Vol 2012 Issue 4 | Page 53-54
Published: 16 Apr-2012
DOI: 10.3833/pdr.v2012i4.1712
Section: Features
Key lessons on royalties too often learned the hard way
by Nigel Borshell, Director of Consultancy, PharmaVentures Ltd, Oxford UK
As the patent cliff looms the pharmaceutical and biotechnology industry is undergoing considerable change requiring greater innovation and a strong need for successful partnering. Royalties can represent the most valuable component of a deal but are often couched in remote and desensitized terms whereas the upfront and milestone values often grab the headlines in the deal announcement. Understanding the true value of your asset and how royalties are inextricably linked with overall deal value can help you negotiate on the things that really deliver value. You stand to lose more of your hard earned value through royalty percentages and tier adjustments than any other component of the deal.
The pharmaceutical and biotechnology industry is undergoing considerable change as the patent cliff looms, fostering invention and change, and a strong need for successful partnering. There are also new opportunities to develop in emerging and emerged new markets. What impact are these changes having on companies as they seek to partner, to strike the best deal? How can companies be sure that the deal terms they achieve, and associated royalties, are the best possible? Does the often quoted 25% rule of thumb really work? And what are ‘Effective Royalty Rates’ anyway?

While much of the methodology and context on royalty rates is available, there are key lessons to be learned by the aspiring deal maker in the smallest biotech to the largest pharma company.

Deal making is as much an art as it is a science

If you are tempted to flip through a royalty rate report to find the bar charts and data tables holding 'standard' royalty rates that you dearly wish and need to discover so that you can define your own deal term limits and expectations, then go right ahead, a fool and his money are easily parted. However, if you invest your time in understanding royalties, you will come away with a better understanding of what royalties are, and how and why they are inextricably linked with overall deal value. Context is everything. Without a full understanding of the value in your product and of other contributions to deal value, you cannot determine a suitable royalty rate, no matter how many tables you read.

It's as much about 'what you can live with' as about meeting specific industry norms

Deal making is as much about 'what you can live with' as it is about meeting specific industry norms. If either one party feels - or both parties feel - that the terms set out do not meet expectations, then there is no rosy future, even if the terms that you propose meet the industry norms. Only by an in-depth analysis of a programme’s value, and of the split of that value among deal components (upfront payments, development milestones, sales milestones, royalties) will you be able to answer that ‘what can I live with?’ question. ‘Living with’ involves envisioning the future in both the short and long term. Can we afford it? It could seem like a blindingly good deal long term from a business development
perspective, but the short-term impact on the licensee’s bottom line or company cash flow from the CFO’s (and shareholders’) perspective might just be the deal breaker.

More can be gained through effective knowledge-backed negotiation

The third lesson is that there is more to be gained through effective knowledge-backed negotiation skills than there is from reading tables of royalty data or calculating value on a spreadsheet. Beyond the obvious impact of prevailing market conditions, actual value is fundamentally a function of a product’s net present value enhanced by a licensee’s strategic need for that product. Understanding the estimated ‘actual’ value that a product may have does not automatically translate into knowing how big a share of it you will get. That share comes from a skill-based activity called negotiation, and, unsurprisingly, it is a professional activity that is built on information, not on anecdote.

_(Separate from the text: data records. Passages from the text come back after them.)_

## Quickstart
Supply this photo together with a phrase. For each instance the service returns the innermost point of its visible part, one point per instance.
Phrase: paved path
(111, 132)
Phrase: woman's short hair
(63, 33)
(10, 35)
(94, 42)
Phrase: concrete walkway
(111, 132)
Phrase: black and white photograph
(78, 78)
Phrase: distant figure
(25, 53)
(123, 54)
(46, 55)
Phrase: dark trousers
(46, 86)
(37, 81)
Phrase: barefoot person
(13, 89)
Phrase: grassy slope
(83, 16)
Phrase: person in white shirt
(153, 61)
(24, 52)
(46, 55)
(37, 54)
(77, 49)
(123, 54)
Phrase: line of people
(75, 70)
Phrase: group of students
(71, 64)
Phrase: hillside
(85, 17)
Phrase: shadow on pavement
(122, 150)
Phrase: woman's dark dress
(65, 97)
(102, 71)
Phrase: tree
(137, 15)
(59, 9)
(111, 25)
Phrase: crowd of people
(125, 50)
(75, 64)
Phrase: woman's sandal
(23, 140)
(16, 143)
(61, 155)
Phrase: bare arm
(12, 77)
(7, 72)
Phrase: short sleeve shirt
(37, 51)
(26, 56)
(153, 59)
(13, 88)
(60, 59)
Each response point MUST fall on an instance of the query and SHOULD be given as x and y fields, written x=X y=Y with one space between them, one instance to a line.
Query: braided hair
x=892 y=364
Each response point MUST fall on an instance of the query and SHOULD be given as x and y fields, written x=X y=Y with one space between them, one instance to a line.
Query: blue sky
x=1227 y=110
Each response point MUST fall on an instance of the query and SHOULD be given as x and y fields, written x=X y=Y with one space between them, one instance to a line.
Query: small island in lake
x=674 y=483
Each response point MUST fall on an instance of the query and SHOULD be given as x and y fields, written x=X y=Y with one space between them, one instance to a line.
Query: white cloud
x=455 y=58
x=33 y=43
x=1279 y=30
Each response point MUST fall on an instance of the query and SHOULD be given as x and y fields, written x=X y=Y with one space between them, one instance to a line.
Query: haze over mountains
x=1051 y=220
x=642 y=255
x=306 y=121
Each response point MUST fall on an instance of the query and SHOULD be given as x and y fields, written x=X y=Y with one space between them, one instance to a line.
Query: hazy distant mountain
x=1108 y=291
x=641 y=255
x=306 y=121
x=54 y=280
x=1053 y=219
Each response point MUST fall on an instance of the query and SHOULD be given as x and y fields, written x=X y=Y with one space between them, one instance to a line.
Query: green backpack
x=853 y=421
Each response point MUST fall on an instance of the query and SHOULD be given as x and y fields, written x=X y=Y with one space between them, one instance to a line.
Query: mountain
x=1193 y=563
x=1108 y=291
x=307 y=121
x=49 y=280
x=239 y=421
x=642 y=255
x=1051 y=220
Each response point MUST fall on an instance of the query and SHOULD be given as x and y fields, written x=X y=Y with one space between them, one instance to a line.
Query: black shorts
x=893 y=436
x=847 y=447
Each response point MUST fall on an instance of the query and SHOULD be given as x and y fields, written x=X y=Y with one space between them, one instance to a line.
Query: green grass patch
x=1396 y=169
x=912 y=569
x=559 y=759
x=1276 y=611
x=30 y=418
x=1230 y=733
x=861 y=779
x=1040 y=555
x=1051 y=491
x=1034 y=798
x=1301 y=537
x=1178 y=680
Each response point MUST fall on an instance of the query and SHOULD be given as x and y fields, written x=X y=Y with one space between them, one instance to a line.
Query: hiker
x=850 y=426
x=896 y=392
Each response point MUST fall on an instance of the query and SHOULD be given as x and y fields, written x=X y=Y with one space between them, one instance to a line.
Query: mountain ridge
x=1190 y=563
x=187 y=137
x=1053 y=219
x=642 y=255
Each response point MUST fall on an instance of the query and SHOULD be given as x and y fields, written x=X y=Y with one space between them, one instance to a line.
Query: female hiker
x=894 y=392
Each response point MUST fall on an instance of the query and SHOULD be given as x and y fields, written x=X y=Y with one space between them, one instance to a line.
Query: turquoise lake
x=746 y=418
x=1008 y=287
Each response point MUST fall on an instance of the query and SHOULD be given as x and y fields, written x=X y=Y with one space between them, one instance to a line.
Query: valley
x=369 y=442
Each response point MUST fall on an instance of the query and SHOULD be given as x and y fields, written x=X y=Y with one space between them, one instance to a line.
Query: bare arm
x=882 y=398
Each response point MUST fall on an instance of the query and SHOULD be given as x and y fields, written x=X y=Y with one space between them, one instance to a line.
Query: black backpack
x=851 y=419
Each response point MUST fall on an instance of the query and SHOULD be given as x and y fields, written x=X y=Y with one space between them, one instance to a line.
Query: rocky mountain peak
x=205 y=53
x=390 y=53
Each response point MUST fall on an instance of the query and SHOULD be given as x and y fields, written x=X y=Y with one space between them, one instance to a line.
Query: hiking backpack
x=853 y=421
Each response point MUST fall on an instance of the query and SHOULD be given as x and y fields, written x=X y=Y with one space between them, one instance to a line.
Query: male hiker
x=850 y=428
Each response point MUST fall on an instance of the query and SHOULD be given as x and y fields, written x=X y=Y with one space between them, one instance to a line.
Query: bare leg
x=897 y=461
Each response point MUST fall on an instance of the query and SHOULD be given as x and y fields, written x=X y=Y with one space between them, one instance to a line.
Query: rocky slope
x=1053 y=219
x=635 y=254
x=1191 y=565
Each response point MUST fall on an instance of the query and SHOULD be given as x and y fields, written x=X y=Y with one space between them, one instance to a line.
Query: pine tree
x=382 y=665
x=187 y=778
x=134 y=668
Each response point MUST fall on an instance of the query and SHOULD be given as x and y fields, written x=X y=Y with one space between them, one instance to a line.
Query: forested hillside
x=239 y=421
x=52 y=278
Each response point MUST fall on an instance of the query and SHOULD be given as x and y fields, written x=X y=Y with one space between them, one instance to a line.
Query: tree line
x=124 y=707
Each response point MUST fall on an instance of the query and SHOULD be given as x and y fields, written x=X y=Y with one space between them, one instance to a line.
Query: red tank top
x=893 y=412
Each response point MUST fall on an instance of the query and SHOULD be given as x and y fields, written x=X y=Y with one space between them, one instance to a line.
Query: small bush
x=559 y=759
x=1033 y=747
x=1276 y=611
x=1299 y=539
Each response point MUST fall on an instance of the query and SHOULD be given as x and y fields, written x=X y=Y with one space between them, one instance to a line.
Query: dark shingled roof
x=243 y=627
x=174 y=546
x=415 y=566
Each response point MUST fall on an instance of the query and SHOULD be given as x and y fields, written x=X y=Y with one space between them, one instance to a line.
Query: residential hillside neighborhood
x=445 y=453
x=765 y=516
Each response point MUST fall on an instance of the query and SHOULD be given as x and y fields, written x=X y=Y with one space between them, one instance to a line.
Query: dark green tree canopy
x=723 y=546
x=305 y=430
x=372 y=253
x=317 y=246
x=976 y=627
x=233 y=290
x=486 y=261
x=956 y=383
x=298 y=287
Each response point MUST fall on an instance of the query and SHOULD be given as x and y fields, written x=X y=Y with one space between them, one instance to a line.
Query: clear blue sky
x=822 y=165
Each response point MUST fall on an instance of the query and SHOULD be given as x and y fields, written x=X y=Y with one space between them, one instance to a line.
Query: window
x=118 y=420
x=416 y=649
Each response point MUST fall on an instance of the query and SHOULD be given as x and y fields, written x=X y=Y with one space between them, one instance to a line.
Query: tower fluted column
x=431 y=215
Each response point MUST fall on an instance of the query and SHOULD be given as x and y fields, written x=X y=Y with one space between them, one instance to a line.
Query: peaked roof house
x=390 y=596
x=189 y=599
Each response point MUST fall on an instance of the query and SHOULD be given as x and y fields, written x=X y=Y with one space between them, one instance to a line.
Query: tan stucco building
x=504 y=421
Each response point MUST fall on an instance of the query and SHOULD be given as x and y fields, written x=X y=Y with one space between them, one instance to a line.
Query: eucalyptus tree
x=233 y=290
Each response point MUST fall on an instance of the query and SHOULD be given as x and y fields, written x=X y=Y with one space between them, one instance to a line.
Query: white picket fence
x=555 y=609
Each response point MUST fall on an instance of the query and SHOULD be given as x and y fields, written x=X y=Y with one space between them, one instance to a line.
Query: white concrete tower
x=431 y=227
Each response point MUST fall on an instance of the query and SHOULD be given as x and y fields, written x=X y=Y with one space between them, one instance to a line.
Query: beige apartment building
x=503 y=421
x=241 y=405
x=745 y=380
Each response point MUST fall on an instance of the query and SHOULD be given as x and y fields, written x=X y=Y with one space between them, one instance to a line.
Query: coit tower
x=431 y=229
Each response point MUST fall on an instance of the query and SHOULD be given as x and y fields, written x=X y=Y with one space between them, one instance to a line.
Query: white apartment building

A great deal of time and effort is spent in negotiating deal terms, but is the time spent on the various value components in line with their relative values? Negotiate hardest on the things that really deliver value!

You stand to lose more of your hard earned value through royalty percentages and tier ‘adjustments’ than on any other component of the deal. Small changes in small numbers can represent millions in dollar values.

Apart from royalties, deal components tend to be described in absolute cash terms, millions of US Dollars or Euros, whereas royalties are couched in somewhat remote and desensitized percentage terms. The difference between $125M proposed and $100M offered is perceived by all as $25M, money at least when expressed in currency terms, talks. The human brain would recognize the value of $25M with recourse to convert it into a percentage of the original $125M. But what is the difference between 12.5% and 10%? Just a couple of percent of sales! Or for that matter what value might a royalty difference of just 0.5% constitute when the decimal place disappears in the counter term sheet?

Keeping a clear and informed head and an eye on maximising the deal value, while living with any consequences, is the fine line trodden by deal makers today. And when this all happens across cultural and language divides, it makes for interesting times.